Le chemin de fer est une matière vivante, en perpétuel renouvellement. Les Pouvoirs publics affichent toujours avec fierté les décisions d’investissements dès qu’un financement massif est an­noncé. C’est de bonne guerre. Tout le corps social s’en réjouit, même lorsqu’il ne s’agit que du rattrapage d’un sous-investissement passé ou de faire oublier des décisions de gels de grands projets d’infrastructure.

Ce numéro est donc axé sur l’optimisme : les articles tournent tous autour de grands chantiers et d’investissements, sans négliger leur valeur socio-économique. Le chemin de fer est de retour, si on admet cette expression détournée d’une campagne électorale.
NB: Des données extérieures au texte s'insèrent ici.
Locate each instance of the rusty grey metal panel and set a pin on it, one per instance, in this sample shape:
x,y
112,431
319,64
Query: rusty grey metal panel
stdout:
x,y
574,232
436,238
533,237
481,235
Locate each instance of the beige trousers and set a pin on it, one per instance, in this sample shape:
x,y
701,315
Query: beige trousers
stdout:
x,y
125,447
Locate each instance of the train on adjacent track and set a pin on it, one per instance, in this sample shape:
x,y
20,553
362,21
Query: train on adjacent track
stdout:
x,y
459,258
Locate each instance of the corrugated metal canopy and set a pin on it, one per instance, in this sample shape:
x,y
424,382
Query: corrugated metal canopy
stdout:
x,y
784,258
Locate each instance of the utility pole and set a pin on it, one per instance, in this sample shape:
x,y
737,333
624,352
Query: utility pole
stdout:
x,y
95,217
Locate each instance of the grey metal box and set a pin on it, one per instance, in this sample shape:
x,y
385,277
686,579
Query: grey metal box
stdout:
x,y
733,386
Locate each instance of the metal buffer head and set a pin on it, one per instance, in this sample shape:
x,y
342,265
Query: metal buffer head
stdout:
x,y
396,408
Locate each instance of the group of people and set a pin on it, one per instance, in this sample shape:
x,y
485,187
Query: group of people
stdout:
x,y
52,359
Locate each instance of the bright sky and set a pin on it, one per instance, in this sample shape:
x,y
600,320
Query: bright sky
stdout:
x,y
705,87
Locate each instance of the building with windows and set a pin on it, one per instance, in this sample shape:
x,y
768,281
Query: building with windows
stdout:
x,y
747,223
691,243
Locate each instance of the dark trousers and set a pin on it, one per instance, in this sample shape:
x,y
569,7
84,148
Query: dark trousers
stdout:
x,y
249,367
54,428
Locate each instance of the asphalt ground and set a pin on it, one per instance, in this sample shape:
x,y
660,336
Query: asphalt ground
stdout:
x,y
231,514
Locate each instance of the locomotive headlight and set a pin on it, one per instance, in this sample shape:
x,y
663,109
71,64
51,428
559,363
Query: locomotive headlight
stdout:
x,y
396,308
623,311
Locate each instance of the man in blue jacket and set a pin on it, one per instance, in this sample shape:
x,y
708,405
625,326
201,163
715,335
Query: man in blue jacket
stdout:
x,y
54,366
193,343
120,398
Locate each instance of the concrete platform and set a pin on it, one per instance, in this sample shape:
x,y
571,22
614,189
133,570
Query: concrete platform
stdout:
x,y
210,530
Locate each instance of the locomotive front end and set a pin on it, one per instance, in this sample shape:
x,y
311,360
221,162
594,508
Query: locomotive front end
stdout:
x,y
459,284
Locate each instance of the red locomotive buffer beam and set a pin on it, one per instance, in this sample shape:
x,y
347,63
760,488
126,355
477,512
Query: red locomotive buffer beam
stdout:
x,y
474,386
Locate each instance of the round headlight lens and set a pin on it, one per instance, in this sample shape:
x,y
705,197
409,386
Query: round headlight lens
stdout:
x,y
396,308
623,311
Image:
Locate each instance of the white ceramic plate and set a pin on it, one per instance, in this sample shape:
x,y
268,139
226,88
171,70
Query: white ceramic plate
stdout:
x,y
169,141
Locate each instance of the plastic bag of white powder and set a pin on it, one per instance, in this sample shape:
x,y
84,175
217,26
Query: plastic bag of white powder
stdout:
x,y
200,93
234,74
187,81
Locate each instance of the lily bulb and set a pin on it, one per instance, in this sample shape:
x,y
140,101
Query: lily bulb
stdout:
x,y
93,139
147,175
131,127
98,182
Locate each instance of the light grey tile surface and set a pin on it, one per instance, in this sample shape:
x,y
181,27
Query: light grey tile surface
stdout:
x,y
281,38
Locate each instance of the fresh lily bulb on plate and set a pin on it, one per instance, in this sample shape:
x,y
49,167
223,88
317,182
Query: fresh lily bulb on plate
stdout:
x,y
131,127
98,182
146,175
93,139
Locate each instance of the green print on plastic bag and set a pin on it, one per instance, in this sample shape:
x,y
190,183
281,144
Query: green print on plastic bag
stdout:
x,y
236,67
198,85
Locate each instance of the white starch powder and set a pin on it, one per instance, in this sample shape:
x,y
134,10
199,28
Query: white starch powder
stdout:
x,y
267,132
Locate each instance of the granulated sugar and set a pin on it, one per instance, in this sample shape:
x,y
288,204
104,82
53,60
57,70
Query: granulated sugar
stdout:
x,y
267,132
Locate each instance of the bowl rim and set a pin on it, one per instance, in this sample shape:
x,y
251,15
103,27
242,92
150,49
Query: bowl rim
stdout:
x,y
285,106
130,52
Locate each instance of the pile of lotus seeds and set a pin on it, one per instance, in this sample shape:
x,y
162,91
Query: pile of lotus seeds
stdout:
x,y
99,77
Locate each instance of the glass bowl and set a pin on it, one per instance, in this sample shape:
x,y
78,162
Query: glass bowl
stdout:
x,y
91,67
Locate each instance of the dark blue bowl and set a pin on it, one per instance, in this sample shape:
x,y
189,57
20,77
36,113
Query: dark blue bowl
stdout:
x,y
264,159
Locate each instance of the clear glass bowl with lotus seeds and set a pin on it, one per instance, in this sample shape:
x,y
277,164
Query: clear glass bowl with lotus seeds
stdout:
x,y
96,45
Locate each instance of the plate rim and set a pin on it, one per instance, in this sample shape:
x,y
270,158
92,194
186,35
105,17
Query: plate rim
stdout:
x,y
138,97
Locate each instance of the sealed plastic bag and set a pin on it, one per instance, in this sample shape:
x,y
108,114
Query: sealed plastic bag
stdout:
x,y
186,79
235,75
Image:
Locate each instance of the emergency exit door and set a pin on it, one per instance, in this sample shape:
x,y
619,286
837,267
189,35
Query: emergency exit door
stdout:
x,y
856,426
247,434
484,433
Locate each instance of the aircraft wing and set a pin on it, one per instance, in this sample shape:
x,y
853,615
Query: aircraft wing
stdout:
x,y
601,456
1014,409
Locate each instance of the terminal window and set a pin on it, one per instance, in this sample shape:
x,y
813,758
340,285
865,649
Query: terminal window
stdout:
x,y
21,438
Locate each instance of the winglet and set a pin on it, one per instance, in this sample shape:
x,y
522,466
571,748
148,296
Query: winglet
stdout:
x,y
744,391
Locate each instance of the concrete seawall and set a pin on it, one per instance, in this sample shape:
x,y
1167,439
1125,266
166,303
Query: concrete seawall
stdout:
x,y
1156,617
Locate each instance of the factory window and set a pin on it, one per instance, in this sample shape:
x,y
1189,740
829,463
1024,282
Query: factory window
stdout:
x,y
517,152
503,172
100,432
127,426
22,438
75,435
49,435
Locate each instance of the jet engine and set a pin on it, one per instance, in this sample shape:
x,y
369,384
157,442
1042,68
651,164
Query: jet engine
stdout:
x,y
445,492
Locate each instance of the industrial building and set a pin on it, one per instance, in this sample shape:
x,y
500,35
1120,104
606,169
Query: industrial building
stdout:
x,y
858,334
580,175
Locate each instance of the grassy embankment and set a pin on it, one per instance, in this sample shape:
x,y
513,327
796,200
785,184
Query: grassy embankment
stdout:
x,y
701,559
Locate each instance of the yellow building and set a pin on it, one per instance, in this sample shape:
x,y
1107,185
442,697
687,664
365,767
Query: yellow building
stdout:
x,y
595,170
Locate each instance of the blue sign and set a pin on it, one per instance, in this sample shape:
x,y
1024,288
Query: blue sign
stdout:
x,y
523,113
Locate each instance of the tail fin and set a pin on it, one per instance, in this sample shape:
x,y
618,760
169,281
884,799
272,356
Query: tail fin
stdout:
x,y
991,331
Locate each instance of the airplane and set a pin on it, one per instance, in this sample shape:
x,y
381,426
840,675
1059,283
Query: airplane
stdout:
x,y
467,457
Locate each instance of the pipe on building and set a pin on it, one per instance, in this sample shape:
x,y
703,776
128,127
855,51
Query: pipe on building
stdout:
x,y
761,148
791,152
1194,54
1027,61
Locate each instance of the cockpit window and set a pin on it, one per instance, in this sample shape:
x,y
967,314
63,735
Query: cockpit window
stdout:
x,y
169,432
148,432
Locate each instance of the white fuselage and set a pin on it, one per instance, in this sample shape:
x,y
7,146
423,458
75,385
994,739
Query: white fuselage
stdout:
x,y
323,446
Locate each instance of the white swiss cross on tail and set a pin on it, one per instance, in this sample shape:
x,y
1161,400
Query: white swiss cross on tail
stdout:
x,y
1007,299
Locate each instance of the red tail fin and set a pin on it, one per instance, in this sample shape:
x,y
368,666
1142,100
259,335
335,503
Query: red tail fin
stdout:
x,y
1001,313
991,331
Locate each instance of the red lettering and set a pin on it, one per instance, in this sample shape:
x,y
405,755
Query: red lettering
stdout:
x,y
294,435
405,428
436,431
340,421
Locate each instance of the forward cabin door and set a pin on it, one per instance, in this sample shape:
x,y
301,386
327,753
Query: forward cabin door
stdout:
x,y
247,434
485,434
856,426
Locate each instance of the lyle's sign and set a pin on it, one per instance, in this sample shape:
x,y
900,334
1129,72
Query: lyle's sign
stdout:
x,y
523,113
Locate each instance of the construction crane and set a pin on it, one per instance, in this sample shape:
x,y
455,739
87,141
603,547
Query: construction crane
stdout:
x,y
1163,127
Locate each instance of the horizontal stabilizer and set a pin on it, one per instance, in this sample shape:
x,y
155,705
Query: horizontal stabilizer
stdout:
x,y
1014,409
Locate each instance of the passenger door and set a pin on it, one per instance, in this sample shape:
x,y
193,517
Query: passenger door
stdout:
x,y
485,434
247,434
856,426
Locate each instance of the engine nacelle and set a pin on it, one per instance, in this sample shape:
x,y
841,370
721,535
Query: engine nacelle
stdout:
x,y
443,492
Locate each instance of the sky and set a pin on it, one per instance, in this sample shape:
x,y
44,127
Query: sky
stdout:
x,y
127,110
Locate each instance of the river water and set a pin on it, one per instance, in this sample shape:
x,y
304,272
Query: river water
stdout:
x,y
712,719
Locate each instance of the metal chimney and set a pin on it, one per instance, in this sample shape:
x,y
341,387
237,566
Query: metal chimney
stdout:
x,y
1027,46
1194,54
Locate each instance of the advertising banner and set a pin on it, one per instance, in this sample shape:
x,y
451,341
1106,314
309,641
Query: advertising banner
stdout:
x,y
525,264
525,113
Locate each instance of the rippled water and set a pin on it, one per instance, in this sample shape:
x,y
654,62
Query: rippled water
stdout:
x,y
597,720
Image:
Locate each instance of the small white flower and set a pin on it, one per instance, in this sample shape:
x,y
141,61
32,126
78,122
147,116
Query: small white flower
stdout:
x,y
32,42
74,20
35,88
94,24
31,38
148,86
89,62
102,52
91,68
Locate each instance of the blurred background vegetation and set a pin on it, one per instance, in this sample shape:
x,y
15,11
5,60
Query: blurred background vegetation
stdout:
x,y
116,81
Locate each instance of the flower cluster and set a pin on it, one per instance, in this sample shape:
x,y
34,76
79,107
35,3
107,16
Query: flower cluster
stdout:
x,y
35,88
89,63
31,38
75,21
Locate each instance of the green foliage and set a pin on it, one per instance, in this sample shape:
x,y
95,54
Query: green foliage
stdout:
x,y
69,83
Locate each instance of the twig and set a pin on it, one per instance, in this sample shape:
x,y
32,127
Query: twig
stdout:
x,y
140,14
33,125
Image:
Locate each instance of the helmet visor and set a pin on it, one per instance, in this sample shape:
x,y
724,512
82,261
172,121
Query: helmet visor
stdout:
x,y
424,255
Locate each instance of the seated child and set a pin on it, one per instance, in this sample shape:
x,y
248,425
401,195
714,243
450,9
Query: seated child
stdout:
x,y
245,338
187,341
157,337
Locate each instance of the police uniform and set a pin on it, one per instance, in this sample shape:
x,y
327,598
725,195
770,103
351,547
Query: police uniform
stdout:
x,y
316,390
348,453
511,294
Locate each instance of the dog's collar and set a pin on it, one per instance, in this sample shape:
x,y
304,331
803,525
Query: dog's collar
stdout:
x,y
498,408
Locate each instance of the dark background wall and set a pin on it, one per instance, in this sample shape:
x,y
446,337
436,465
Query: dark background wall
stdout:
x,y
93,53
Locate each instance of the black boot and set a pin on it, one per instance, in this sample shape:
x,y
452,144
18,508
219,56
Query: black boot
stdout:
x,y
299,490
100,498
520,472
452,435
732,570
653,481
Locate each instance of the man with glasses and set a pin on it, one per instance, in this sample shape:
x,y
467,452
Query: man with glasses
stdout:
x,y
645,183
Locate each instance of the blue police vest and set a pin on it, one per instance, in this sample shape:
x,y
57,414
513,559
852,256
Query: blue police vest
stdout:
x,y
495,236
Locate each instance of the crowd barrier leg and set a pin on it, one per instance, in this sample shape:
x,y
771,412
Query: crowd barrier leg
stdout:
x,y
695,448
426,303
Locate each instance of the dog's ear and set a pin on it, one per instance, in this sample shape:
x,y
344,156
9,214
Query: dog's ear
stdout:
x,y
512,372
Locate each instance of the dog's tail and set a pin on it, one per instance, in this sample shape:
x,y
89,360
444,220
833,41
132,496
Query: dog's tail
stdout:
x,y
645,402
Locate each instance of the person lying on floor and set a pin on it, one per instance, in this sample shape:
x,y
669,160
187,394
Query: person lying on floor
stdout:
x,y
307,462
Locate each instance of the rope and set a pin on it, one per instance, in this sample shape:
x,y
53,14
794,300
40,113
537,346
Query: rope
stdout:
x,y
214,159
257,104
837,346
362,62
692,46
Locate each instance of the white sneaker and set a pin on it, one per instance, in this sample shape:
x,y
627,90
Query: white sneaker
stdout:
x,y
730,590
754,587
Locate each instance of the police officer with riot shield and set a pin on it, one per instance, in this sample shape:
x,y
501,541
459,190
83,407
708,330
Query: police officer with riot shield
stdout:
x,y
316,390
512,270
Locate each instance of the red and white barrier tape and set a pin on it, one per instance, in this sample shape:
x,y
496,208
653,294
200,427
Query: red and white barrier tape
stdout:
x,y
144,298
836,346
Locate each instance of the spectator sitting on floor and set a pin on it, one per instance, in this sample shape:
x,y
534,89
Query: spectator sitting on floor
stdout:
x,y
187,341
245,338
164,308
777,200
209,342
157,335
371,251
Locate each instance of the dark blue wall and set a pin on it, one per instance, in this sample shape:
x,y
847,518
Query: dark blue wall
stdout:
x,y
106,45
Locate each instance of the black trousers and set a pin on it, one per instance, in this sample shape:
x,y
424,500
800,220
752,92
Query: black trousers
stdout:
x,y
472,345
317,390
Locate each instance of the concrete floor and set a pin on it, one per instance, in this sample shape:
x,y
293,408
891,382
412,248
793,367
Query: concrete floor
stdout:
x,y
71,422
Le grand dossier sur le tramway T4 montre comment un ter­ritoire, avec sa population, est pris en compte dans son espoir d’un désenclavement. Le sujet est abordé sous tous les angles, tech­niquement, localement, écono­miquement. De l’autre côté de l’Île-de-France, la vocation de l’investissement sur Eole répond à une autre préoccupation, la saturation des infrastructures de transport : l’arrêt sur image à Nanterre donne une vue sur un point original de ce grand chantier. L’adaptation des quais d’Eole, dont la hauteur est un sujet sans fin, en fait partie.

Les travaux de modernisation se rencontrent partout en France. La nouvelle gare de Chambéry n’est pas un simple investissement du seul domaine d’un architecte. Elle s’inscrit dans une réflexion bien plus large au niveau de la ville avec le rôle essentiel de la municipalité. On notera au passage que Chambéry marie habilement sa culture cheminote ancrée de longue date et sa vision d’avenir de la mobilité : du nouveau bâtiment de la gare, on peut admirer la belle rotonde monument historique du dépôt de locomotives.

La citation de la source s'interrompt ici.